Yes you are correct, one line hooked up means single tuner. Thats how I have it in my bedroom right now until I can get a stacker or someone to run th second line for me.


----------



## danpedraza (Sep 16, 2004)

What is a stacker and how much is it?


----------



## cabanaboy1977 (Nov 16, 2005)

danpedraza said:


> well i got the 2 dvrs installed and 2 standard recivers. The installer arrived late and was getting harassed by his wife while he was there. He did a rush job and put the dvr in the wrong room because he said it was too much work to drill through 2 sheetrock walls. My kid is happy sh has her own dvr but my wife is not. The installer told me the dvr would not work at all in my wifes room with the single cable. I dont think this is true/ Correct me if im wrong. Im thinking of just adding the dvr on the single line and will it work with only single tuner capabilities? And by the way my original reason to get DTV was the yankees. what are they 1-4 now.
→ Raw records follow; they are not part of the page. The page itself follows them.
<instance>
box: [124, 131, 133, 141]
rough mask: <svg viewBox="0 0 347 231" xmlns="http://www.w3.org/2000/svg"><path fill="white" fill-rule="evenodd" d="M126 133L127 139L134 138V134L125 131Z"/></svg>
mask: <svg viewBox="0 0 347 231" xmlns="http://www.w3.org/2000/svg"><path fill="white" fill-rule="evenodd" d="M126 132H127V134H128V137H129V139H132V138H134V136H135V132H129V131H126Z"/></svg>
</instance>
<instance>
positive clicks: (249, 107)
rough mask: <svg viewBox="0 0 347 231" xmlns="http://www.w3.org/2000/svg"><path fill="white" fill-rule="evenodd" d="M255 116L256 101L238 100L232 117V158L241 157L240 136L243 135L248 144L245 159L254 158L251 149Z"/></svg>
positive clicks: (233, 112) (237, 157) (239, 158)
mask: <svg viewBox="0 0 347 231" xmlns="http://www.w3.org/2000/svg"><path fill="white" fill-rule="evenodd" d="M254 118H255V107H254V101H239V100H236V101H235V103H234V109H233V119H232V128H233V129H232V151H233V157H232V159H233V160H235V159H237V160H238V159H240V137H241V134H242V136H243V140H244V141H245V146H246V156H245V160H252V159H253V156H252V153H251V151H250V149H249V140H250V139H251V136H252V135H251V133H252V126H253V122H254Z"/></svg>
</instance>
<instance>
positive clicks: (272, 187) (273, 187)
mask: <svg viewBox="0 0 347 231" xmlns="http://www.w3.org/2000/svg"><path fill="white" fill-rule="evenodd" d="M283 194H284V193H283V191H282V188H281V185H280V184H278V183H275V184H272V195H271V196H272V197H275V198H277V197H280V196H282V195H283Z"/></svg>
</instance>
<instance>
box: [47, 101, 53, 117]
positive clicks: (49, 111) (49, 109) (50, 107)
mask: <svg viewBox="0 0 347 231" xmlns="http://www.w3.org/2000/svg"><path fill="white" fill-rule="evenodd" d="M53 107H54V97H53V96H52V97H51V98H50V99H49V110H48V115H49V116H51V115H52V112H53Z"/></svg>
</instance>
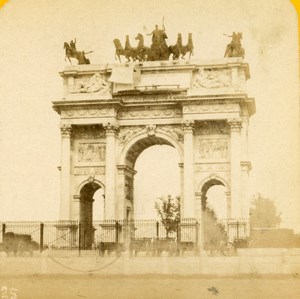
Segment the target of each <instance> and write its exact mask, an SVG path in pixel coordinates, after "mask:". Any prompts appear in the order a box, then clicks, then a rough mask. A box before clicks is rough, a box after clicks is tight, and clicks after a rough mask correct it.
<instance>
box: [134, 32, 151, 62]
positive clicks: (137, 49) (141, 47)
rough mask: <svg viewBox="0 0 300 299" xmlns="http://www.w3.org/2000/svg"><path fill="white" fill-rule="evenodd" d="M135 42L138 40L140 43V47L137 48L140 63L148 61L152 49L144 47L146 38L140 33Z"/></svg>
mask: <svg viewBox="0 0 300 299" xmlns="http://www.w3.org/2000/svg"><path fill="white" fill-rule="evenodd" d="M135 40H138V41H139V43H138V46H137V48H136V52H137V59H138V60H139V61H146V60H147V58H148V55H149V51H150V48H149V47H146V46H145V45H144V36H143V35H142V34H141V33H139V34H138V35H137V36H136V37H135Z"/></svg>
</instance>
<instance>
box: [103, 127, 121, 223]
mask: <svg viewBox="0 0 300 299" xmlns="http://www.w3.org/2000/svg"><path fill="white" fill-rule="evenodd" d="M104 128H105V130H106V157H105V211H104V212H105V213H104V219H115V217H116V132H117V130H118V126H117V125H115V124H110V123H108V124H107V125H106V126H105V127H104Z"/></svg>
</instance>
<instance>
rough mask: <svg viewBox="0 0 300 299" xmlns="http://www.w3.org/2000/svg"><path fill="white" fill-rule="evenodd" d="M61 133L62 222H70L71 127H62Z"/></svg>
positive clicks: (60, 204) (70, 207) (60, 201)
mask: <svg viewBox="0 0 300 299" xmlns="http://www.w3.org/2000/svg"><path fill="white" fill-rule="evenodd" d="M60 131H61V172H60V220H70V217H71V204H70V171H71V132H72V128H71V126H70V125H62V126H61V128H60Z"/></svg>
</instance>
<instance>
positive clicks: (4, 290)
mask: <svg viewBox="0 0 300 299" xmlns="http://www.w3.org/2000/svg"><path fill="white" fill-rule="evenodd" d="M8 290H9V292H8ZM17 292H18V289H16V288H10V289H8V288H7V287H6V286H3V287H1V299H17V298H18V296H17Z"/></svg>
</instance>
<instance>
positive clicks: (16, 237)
mask: <svg viewBox="0 0 300 299" xmlns="http://www.w3.org/2000/svg"><path fill="white" fill-rule="evenodd" d="M209 225H211V223H208V222H205V221H204V220H203V219H202V220H201V219H194V218H191V219H182V220H181V222H180V223H177V225H176V226H173V227H172V229H170V230H168V231H167V229H166V227H165V226H164V224H163V223H162V222H161V221H158V220H154V219H148V220H145V219H136V220H131V221H128V220H101V221H100V220H99V221H93V223H92V224H90V223H84V222H82V223H80V222H79V221H44V222H40V221H6V222H2V223H0V251H7V252H8V253H11V254H23V255H29V254H30V255H32V254H33V255H39V254H41V253H43V252H44V253H45V254H49V255H59V256H61V255H67V256H78V255H79V256H81V255H99V254H100V255H104V254H112V255H116V254H120V253H121V252H122V251H130V252H133V253H137V252H138V253H139V254H144V255H146V254H147V253H149V252H150V253H151V250H152V251H155V250H157V248H158V249H159V248H161V249H162V250H166V248H171V247H172V246H173V247H174V244H176V250H177V251H180V250H181V251H186V252H187V251H190V252H193V253H195V252H196V253H197V252H199V251H200V250H201V249H203V247H202V246H203V244H204V242H205V240H207V238H208V237H207V235H208V234H210V233H211V232H215V231H214V230H209V229H208V226H209ZM215 225H216V226H218V228H219V229H221V230H224V232H225V237H226V238H227V240H228V241H230V242H232V241H234V240H244V239H247V238H248V237H249V235H250V233H249V232H250V229H249V220H248V219H244V218H231V219H221V220H220V221H219V223H218V224H215ZM12 240H13V242H12ZM8 241H9V242H8ZM14 242H15V243H14ZM7 244H10V245H7ZM5 246H6V247H5ZM15 247H17V248H18V250H19V251H21V252H16V251H14V250H13V249H14V248H15ZM173 247H172V248H173ZM20 248H21V249H20ZM18 250H17V251H18ZM172 250H173V249H172Z"/></svg>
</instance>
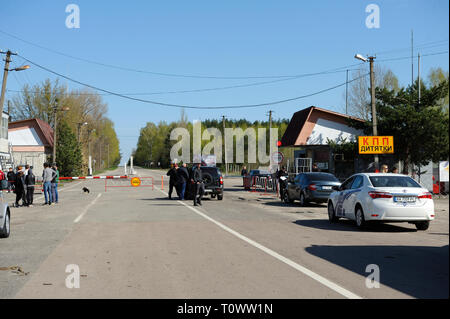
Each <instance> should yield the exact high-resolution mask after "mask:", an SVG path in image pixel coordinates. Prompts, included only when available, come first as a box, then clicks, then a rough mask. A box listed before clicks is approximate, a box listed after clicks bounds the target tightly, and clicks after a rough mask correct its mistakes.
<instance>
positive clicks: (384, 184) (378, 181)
mask: <svg viewBox="0 0 450 319" xmlns="http://www.w3.org/2000/svg"><path fill="white" fill-rule="evenodd" d="M369 179H370V182H371V183H372V185H373V186H374V187H420V188H421V187H422V186H420V184H418V183H417V182H416V181H415V180H413V179H412V178H411V177H409V176H370V177H369Z"/></svg>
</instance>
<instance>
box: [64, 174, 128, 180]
mask: <svg viewBox="0 0 450 319" xmlns="http://www.w3.org/2000/svg"><path fill="white" fill-rule="evenodd" d="M119 178H128V176H126V175H120V176H119V175H117V176H75V177H60V178H59V179H60V180H76V179H119Z"/></svg>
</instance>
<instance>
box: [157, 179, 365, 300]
mask: <svg viewBox="0 0 450 319" xmlns="http://www.w3.org/2000/svg"><path fill="white" fill-rule="evenodd" d="M155 188H156V189H157V190H159V191H160V192H161V193H163V194H164V195H166V196H168V194H167V193H166V192H165V191H163V190H161V189H159V188H157V187H155ZM177 202H178V203H180V204H182V205H183V206H186V207H187V208H189V209H190V210H192V211H193V212H194V213H196V214H197V215H200V216H201V217H203V218H205V219H206V220H209V221H210V222H212V223H214V224H216V225H217V226H219V227H220V228H222V229H223V230H225V231H226V232H228V233H230V234H232V235H234V236H236V237H238V238H239V239H241V240H243V241H245V242H247V243H248V244H250V245H252V246H253V247H255V248H258V249H259V250H261V251H263V252H265V253H266V254H268V255H270V256H272V257H274V258H276V259H278V260H279V261H281V262H283V263H285V264H286V265H288V266H290V267H292V268H294V269H296V270H298V271H300V272H301V273H303V274H305V275H306V276H308V277H310V278H312V279H314V280H316V281H318V282H319V283H321V284H322V285H324V286H326V287H328V288H330V289H331V290H334V291H335V292H337V293H338V294H340V295H342V296H344V297H346V298H349V299H362V297H360V296H358V295H356V294H354V293H353V292H351V291H349V290H347V289H345V288H343V287H341V286H339V285H338V284H335V283H334V282H332V281H330V280H328V279H326V278H325V277H322V276H321V275H319V274H316V273H315V272H313V271H311V270H309V269H308V268H305V267H303V266H301V265H299V264H297V263H296V262H294V261H292V260H290V259H289V258H286V257H284V256H282V255H280V254H278V253H277V252H275V251H273V250H272V249H270V248H267V247H265V246H263V245H261V244H259V243H257V242H256V241H254V240H252V239H250V238H248V237H246V236H244V235H242V234H240V233H238V232H237V231H235V230H233V229H231V228H229V227H227V226H225V225H224V224H222V223H220V222H218V221H216V220H215V219H213V218H211V217H209V216H208V215H206V214H204V213H202V212H201V211H199V210H198V209H196V208H194V207H192V206H189V205H187V204H186V203H184V202H182V201H179V200H178V201H177Z"/></svg>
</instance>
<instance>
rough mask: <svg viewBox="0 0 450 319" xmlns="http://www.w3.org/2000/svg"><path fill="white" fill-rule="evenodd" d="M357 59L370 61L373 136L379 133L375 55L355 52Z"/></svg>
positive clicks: (375, 164)
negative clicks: (366, 56)
mask: <svg viewBox="0 0 450 319" xmlns="http://www.w3.org/2000/svg"><path fill="white" fill-rule="evenodd" d="M355 59H358V60H361V61H363V62H367V61H369V63H370V102H371V105H372V130H373V136H377V135H378V130H377V109H376V107H375V75H374V72H373V60H374V59H375V57H373V56H369V57H367V58H365V57H364V56H362V55H361V54H355ZM378 162H379V160H378V154H375V169H378Z"/></svg>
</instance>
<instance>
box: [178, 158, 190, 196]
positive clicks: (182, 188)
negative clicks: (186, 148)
mask: <svg viewBox="0 0 450 319" xmlns="http://www.w3.org/2000/svg"><path fill="white" fill-rule="evenodd" d="M186 166H187V165H186V163H183V166H182V167H180V168H178V170H177V178H178V187H179V190H180V196H179V197H180V200H184V193H185V192H186V183H187V182H188V181H189V173H188V170H187V168H186Z"/></svg>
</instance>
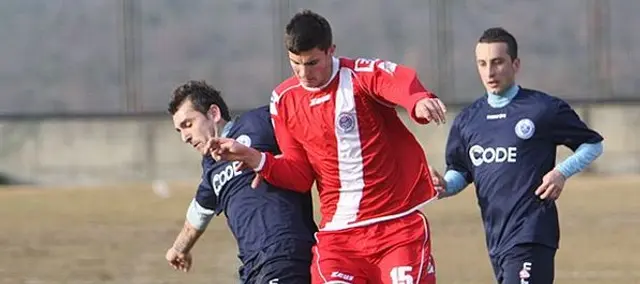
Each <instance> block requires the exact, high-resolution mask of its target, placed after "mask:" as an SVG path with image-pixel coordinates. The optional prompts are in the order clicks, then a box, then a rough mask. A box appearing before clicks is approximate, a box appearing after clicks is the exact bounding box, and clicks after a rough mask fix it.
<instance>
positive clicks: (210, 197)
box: [195, 159, 217, 210]
mask: <svg viewBox="0 0 640 284" xmlns="http://www.w3.org/2000/svg"><path fill="white" fill-rule="evenodd" d="M209 164H210V162H208V161H207V160H206V159H203V161H202V179H201V180H200V184H199V185H198V190H197V191H196V196H195V200H196V202H198V204H199V205H200V206H202V207H204V208H206V209H209V210H215V208H216V202H217V198H216V194H215V192H214V191H213V186H212V185H211V179H210V178H209V174H210V172H211V170H210V165H209Z"/></svg>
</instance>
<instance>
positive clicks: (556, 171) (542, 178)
mask: <svg viewBox="0 0 640 284" xmlns="http://www.w3.org/2000/svg"><path fill="white" fill-rule="evenodd" d="M566 180H567V179H566V178H565V177H564V175H563V174H562V173H560V172H559V171H557V170H555V169H554V170H551V171H550V172H548V173H547V174H546V175H544V177H542V184H541V185H540V186H539V187H538V189H536V191H535V194H536V195H537V196H539V197H540V199H542V200H556V199H558V197H560V193H562V189H563V188H564V183H565V181H566Z"/></svg>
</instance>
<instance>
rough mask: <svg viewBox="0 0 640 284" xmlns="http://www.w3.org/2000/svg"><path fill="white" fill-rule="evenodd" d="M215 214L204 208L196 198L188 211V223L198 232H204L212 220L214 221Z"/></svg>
mask: <svg viewBox="0 0 640 284" xmlns="http://www.w3.org/2000/svg"><path fill="white" fill-rule="evenodd" d="M214 214H215V212H214V211H213V210H210V209H207V208H204V207H202V206H201V205H200V204H198V202H197V201H196V199H195V198H194V199H193V200H191V204H189V208H188V209H187V222H189V224H190V225H191V226H193V227H194V228H195V229H196V230H198V231H204V230H205V229H206V228H207V226H208V225H209V222H210V221H211V219H213V216H214Z"/></svg>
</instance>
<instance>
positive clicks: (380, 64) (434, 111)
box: [354, 59, 447, 124]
I would call D* up and complain. Sounds like he just wanted to get home to the wife. You install called for the box to be installed were you want them not were the installer desides. Heck you might be able to get another R15 out of the deal for the installers lack of work ethic. He was able to run the one cable he should have taken the time to do the job correctly and drill the hole for the other line. D* should at least send out another installer to run another line to the correct room and you could always get another R15 in your daughters room later.


----------